Although Indian Prime Minister Narendra Modi’s summer 2015 tour of the five Central Asian republics signaled New Delhi’s commitment to promote a higher level of strategic engagement in the region, the upgrade in India’s defense relationship with Kazakhstan is due primarily to the visionary foreign policy of its long-serving leader, President Nursultan Nazarbayev. While the Kazakh president is likely to continue to deepen the level of his cooperation with New Delhi, the future of Kazakhstan’s strategic relationship with India may now rest on the success of the aging Nazarbayev’s bold domestic initiative to transfer power to the Kazakh parliament before he leaves the political scene.
On 25 January 2017, President Nazarbayev made a landmark televised address to the nation announcing a constitutional reform process that would devolve several powers of the presidency onto the country’s parliament.

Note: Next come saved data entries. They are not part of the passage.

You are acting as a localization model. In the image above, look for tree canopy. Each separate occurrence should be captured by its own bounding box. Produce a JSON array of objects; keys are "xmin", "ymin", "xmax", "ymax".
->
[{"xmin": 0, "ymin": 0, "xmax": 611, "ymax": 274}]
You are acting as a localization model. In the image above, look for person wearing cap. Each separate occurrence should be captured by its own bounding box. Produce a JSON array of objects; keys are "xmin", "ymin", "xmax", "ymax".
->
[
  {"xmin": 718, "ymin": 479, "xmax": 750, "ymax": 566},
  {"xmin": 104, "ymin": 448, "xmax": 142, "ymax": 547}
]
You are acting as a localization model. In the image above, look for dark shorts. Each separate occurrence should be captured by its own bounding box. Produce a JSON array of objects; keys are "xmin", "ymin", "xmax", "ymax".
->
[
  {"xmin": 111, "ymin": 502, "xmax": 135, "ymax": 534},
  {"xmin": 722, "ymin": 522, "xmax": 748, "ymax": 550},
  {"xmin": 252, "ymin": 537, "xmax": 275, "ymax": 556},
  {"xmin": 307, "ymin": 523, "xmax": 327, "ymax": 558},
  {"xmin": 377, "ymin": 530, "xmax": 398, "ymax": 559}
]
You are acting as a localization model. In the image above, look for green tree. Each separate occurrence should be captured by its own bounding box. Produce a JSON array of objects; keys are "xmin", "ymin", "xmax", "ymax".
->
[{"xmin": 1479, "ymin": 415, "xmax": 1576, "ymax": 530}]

The 76 year old president has served for over a quarter of a century as the first and only head of state of the Central Asian republic located in the strategic heart of the Eurasian continent.
Spanning the western border of China and the eastern borders of Russia, Kazakhstan’s economic and security relationships play a strong role in defining the contours of Eurasia’s regional architecture. Kazakhstan’s stability and political autonomy in the post-Nazarbayev era will be key to the preservation of the fragile power equilibrium in the Eurasian landmass between the West, Russia and China. If Astana were to deviate from Nazabayev’s foreign policy orientation, particularly in the event that a power struggle to succeed the president left the triumphant contender beholden to either Moscow or Beijing, then the current relative balance among the global powers would be disrupted, with either Russia or China enjoying an inordinate advantage in the Eurasian strategic architecture. India’s ability to expand its strategic footprint in Central Asia and become a major actor in Eurasia could be significantly limited by such an outcome.